I’ve lost a lot of things in my life. A house to foreclosure, a car to the repo man, a 27 year marriage, prosperity, status, friendships, parents, supple skin, thick hair, trust in humanity, wide-eyed wonder, and the ability to wear my red satin high heels. At times, I’m pretty sure I temporarily lost my mind.
Clearly, given my druthers, I would have chosen to hold on to all of these things. If cheating life would have kept those losses from happening, I have no doubt I would have gone for it. I’m fairly certain that makes me a sore loser.
There are about a billion people who had life rougher than I did and about a billion that had it better. I’m pretty much putting myself in the middle of the road when it comes to hardships. You will hear no complaints from me.

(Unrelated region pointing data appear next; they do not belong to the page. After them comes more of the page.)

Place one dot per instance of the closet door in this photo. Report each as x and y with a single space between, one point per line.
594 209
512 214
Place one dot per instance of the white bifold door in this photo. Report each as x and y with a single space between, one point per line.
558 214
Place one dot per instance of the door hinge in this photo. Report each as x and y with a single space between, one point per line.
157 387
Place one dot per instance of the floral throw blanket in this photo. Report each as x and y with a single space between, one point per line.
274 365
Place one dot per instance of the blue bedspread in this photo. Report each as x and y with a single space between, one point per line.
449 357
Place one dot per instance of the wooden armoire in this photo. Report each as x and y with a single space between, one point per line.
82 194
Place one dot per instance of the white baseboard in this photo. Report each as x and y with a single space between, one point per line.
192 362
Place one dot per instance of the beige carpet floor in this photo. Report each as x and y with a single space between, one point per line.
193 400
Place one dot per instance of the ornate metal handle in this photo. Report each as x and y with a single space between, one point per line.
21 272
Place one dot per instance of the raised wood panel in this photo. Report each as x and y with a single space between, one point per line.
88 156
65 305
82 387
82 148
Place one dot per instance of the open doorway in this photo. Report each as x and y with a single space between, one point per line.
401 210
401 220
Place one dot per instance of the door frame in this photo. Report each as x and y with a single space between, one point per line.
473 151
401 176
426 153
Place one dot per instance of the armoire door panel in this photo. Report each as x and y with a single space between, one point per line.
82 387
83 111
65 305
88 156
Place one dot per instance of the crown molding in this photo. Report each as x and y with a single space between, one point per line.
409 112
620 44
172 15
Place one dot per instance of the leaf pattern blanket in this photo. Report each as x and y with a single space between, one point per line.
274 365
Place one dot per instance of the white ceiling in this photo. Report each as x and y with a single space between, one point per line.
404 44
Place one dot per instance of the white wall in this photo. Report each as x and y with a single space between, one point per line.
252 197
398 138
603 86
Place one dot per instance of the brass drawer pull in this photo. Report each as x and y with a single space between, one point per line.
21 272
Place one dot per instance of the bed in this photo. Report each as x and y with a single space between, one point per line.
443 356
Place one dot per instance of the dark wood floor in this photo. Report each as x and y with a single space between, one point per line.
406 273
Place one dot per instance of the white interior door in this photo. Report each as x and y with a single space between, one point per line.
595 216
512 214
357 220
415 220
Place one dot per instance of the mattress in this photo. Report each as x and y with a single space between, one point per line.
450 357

Being a good loser is something most of us are taught when we are kids. For me, the lesson fell on deaf ears.
Losing is not something I’ve ever come to terms with. I’d like to think that I’m gracious about it, but that would probably be a lie. I am competitive, plain and simple, and I have never had a clear understanding of any lessons to be learned by losing the people we love or things we’ve worked hard for.
That is, until now. I’ve come to understand that loss serves a purpose. It gives us a point of reference. A place in our lives where things were beyond awful, yet we survived it. We found strength. And then we found our way.
It’s about the bigger picture. You know, the kind you have to stand back from to see clearly. Sometimes you have to stand years back to recognize what a particular loss taught you.
I’ve also gained a bit along the way. A few extra pounds (thanks for nothing), computer savvy, dear old friends, a rip-roaring sense of humor, lactose intolerance, acid reflux, a wonderful loving man, and a deep appreciation for wine.
While I now value and respect the heavy dose of genuineness that loss brings with it, the truth is, I would have gone to almost any lengths to have prevented the loss of my parents, my home, and a few other things on a long list of loss. If only it had been possible.
I figure things this way: life doesn’t play fair. Given the opportunity, why should I?
I’m not sure what that says about me. I’m not at all sure I want to know.